However, SMOTE, when used with high-dimensional time-series data, may decrease data variability and introduce correlation between samples [10–12]. In response, alternative approaches based on Generative Adversarial Networks (GAN) are gaining ground [13–17]. GANs have shown incredible results in generating realistic images [18], text [19], and speech [20] in addition to improving privacy [21]. While GANs address some of the issues of SMOTE-based approaches, the generation of high-dimensional time-series data remains a significant research challenge [22–24].
To address this challenge, we propose a new generative architecture called Conditional Augmentation GAN (CA-GAN). Our CA-GAN extends Wasserstein GAN with Gradient Penalty [25, 26], presented in the Health Gym study [27] (referred to in this paper as WGAN-GP*). However, our work has a different objective. Instead of generating new synthetic datasets, we condition our GAN to augment the minority class only, while maintaining correlations between the variables and correlations over time, in contrast to the recent work [28]. As a result, CA-GAN captures the distribution of the overall dataset, including the majority class. We compare the performance of our CA-GAN with WGAN-GP* and SMOTE in generating synthetic data of patients of an underrepresented ethnicity (Black patients in our case) as well as gender (female).

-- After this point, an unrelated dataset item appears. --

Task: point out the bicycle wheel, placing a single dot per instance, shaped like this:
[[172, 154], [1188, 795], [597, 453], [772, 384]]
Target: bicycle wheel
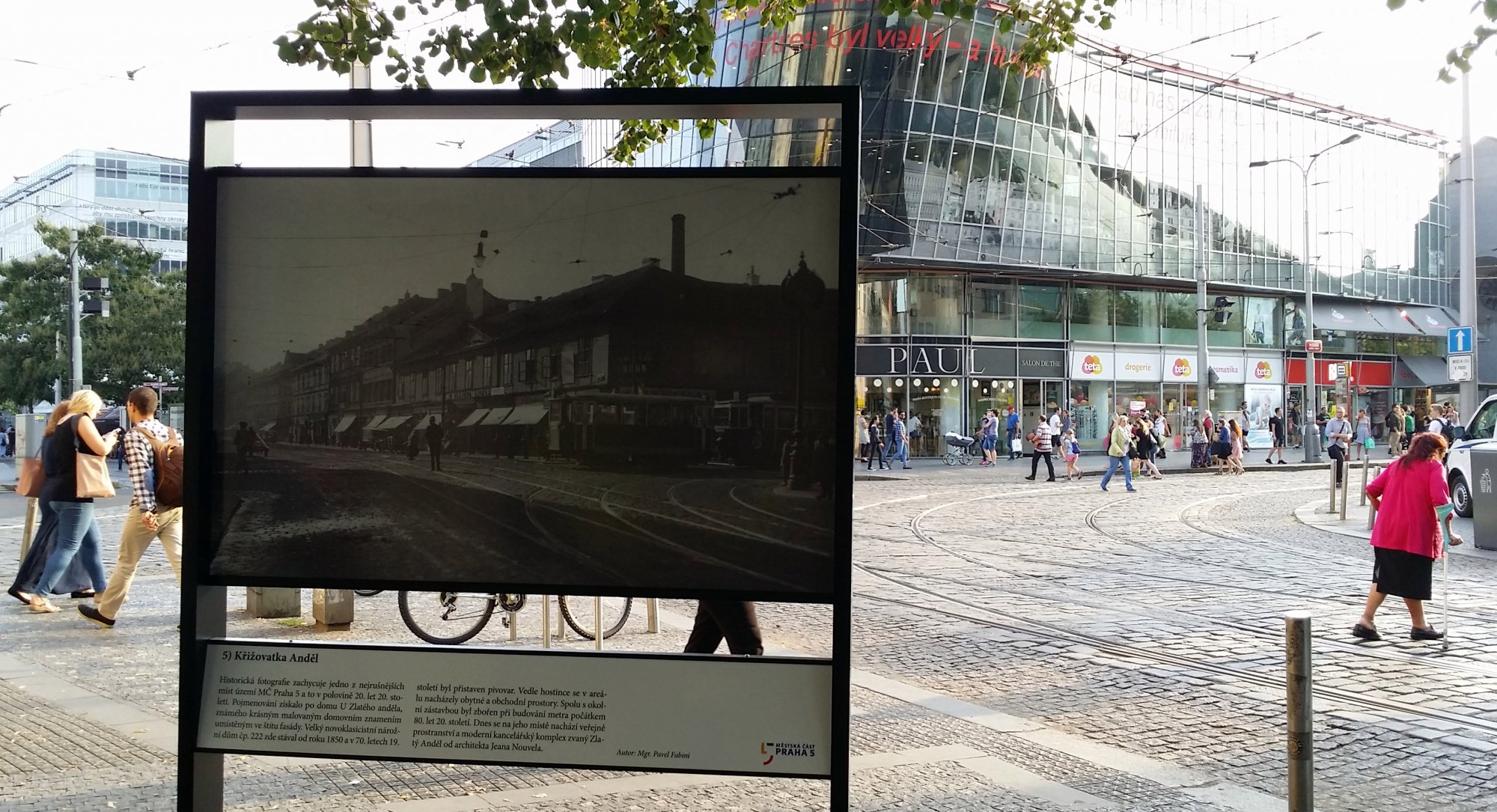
[[445, 617], [616, 613]]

We use two critical care datasets comprising acute hypotension (n=3343) and sepsis (n=4192), resulting in 7535 patients overall.

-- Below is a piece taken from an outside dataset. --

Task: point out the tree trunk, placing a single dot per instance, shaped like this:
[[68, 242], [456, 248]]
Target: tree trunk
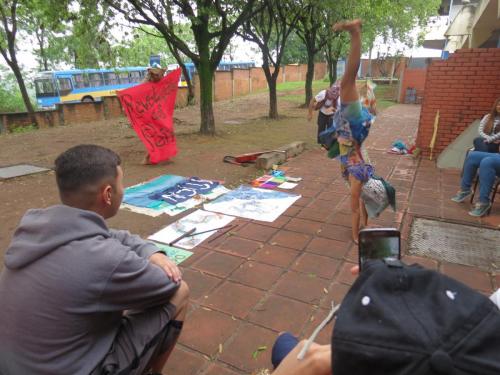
[[205, 74], [189, 82], [271, 84], [309, 77], [369, 74], [22, 87], [393, 68], [333, 70]]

Our datasets include both categorical and continuous variables with diverse distributions and are derived from the well-studied MIMIC-III critical care database [29]. These datasets were chosen to allow direct comparison with state of the art approaches, our architecture is data agnostic.

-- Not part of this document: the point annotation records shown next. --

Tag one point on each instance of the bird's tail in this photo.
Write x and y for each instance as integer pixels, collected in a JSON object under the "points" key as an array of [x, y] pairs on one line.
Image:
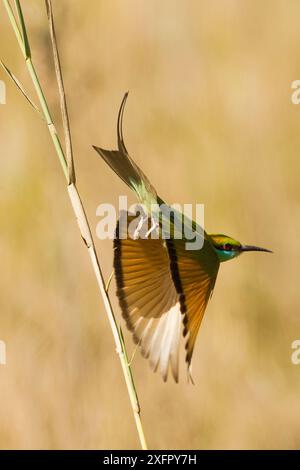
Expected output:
{"points": [[123, 165]]}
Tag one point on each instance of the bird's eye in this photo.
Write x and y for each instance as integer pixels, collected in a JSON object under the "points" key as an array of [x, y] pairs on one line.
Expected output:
{"points": [[227, 247]]}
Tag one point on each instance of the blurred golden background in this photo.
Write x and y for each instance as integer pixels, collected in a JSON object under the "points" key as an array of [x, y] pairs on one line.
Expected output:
{"points": [[209, 119]]}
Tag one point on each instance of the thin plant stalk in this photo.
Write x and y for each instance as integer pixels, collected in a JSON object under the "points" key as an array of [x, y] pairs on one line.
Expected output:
{"points": [[68, 168]]}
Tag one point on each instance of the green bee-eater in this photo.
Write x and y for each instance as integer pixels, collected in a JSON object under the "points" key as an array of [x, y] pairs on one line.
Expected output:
{"points": [[163, 288]]}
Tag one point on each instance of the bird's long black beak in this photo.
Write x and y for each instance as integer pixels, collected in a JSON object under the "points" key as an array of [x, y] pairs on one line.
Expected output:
{"points": [[254, 248]]}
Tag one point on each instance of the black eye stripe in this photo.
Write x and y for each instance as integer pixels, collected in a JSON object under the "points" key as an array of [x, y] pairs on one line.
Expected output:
{"points": [[226, 247]]}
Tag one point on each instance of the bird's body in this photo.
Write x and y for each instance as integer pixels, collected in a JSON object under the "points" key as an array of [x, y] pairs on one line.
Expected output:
{"points": [[163, 288]]}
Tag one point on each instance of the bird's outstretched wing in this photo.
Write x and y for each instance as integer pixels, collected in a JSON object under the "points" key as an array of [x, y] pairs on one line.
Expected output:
{"points": [[148, 298], [160, 286]]}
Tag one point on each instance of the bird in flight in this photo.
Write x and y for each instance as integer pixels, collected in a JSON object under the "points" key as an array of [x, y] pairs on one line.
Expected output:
{"points": [[163, 288]]}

Our work makes the following contributions: (1) We propose a new CA-GAN architecture that addresses the shortcomings of traditional and the state-of-the-art methods in generating high-dimensional, time-series, synthetic data, using two real-world datasets. (2) Our multi-metric evaluation using qualitative and quantitative methods demonstrate superior performance of CA-GAN with respect to the state of the art architecture, while avoiding mode-collapse, a significant GAN failure. (3) We evaluate our CA-GAN against SMOTE, a naive but cost-effective resampling method, however limited in the synthesis of authentic data. (4) We show the impact of synthetic data in improving model performance for the minority (underrepresented) class, resulting in a fairer model between Black and White ethnicities. (5) We also show that CA-GAN can synthesise realistic clinical data of specific ethnicity and gender, improving the performance in a downstream predictive task.
2. Results
We primarily focus on multi-metric evaluation of synthetic data generated by our CA-GAN architecture in comparison to the data generated by state-of-the-art WGAN-GP* architecture and the popular SMOTE approach. We provide a separate analysis on the impact of synthetic data generated by our architecture to mitigate representation bias and improve model fairness in Section Improving model fairness. Considering significant challenges in evaluating generative models in general, [30], and high-dimensional time-series data in particular [23], we adopted a holistic approach to evaluating our work based on both qualitative and quantitative methods. We present the results of the data generated comparing the performance of the three methods in augmenting the underrepresented (minority) class, namely Black ethnicity and female gender.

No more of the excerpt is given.